D gazed at the blade of his sword. It was just an ordinary tree branch. Even if on the surface his consciousness was ordering him to butcher her, his subconscious was trying to save “Lina.”
Swiftly growing ever more enervated by massive blood loss and scorching heat, D grinned bitterly.
Lina leapt, swinging a stake down at him from over her head. His left hand caught her by the wrist, and he threw her back into the midst of the net of attackers closing on him. Though his pain had increased, mobility was returning to his body. His opponent was growing weaker as well.
Suddenly, there was a change in the world.
D stood on a section of ice field crossed only by the howling wind.
He didn’t have a mark on him. The sword in his right hand had returned to being his peerless weapon.
D shut the door more firmly than ever on the cage of his psyche.

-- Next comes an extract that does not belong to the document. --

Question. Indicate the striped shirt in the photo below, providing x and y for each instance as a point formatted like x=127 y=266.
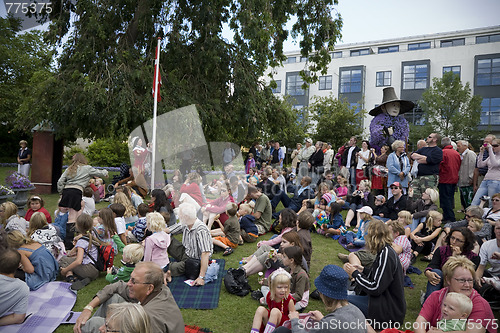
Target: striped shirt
x=195 y=240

His foe was gambling his victory on this image. They’d make every lethal effort to leave a beautiful corpse lying there, exposed to the wind on the fields of ice.
Shooting stars flew across the pitch-black sky.

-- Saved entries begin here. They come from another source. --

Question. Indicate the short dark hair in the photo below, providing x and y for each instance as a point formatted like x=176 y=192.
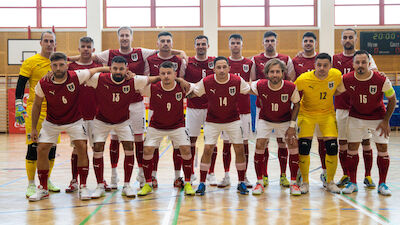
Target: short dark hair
x=119 y=59
x=323 y=56
x=236 y=36
x=57 y=56
x=221 y=58
x=269 y=34
x=164 y=33
x=309 y=34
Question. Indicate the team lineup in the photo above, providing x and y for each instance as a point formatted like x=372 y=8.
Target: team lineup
x=338 y=99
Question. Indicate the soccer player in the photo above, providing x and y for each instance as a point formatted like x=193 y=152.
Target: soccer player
x=222 y=91
x=168 y=119
x=86 y=95
x=152 y=65
x=198 y=67
x=63 y=114
x=316 y=108
x=276 y=96
x=244 y=68
x=32 y=70
x=113 y=94
x=269 y=43
x=365 y=89
x=344 y=62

D, someone called out to him. T
he voice twisted in the wind, became a desolate scream, and raced off across the icy plains. Again it cried, D.
Ahead of him at a distance that was impossible to judge—it might as easily have been a yard as a thousand miles—there stood a lone woman.
The long garment of pure white she wore wasn’t a dress, but rather a shroud. He couldn’t see her face, hidden as it was by her black hair. Much like D, she had nearly translucent skin.
D.
It seemed to be both a voice issuing from the woman, as well as the song of the wind.
D stood completely still, as if frozen solid.
From what part of D did his opponent pull such an image? Truly, the vastly spreading plains of nothingness were a world befitting this youth. On the other hand, the woman . . .
D, we meet at long last. The voice was like the wind sweeping the fields of ice. How I’ve waited . . . with just one thing I’ve been wanting to ask.
D’s whole body tensed.
Whatever question she asked, to grant that request would mean death for his psyche. His enemy’s trap was perfect.
I want to know the name of your father.
And so the question came. The question to which this woman knew the answer better than anyone else.
For the first time, a dark shadow resided in D’s serene beauty. The wind became even more insistent, and, as D grew ever colder, the icy plains dyed his shadow even darker.
Please answer me, D. What’s your father’s name? What is it? What is his name?
D’s lips parted ever so slightly. The tiny tremble in his cheek testified to the intensity of the battle of wills he was now engaged in.
What’s his name? What’s your father’s name?
The wind frayed the edges of his exceedingly grave words.
“His name . . . is . . . Dra—”
The fields of ice were buried by white light.
-
D had just opened the door to the classroom.
With chalk in hand, the middle-aged teacher turned a dumbfounded expression to him, and all the students were left breathless.
He had triumphed over the psychological attack.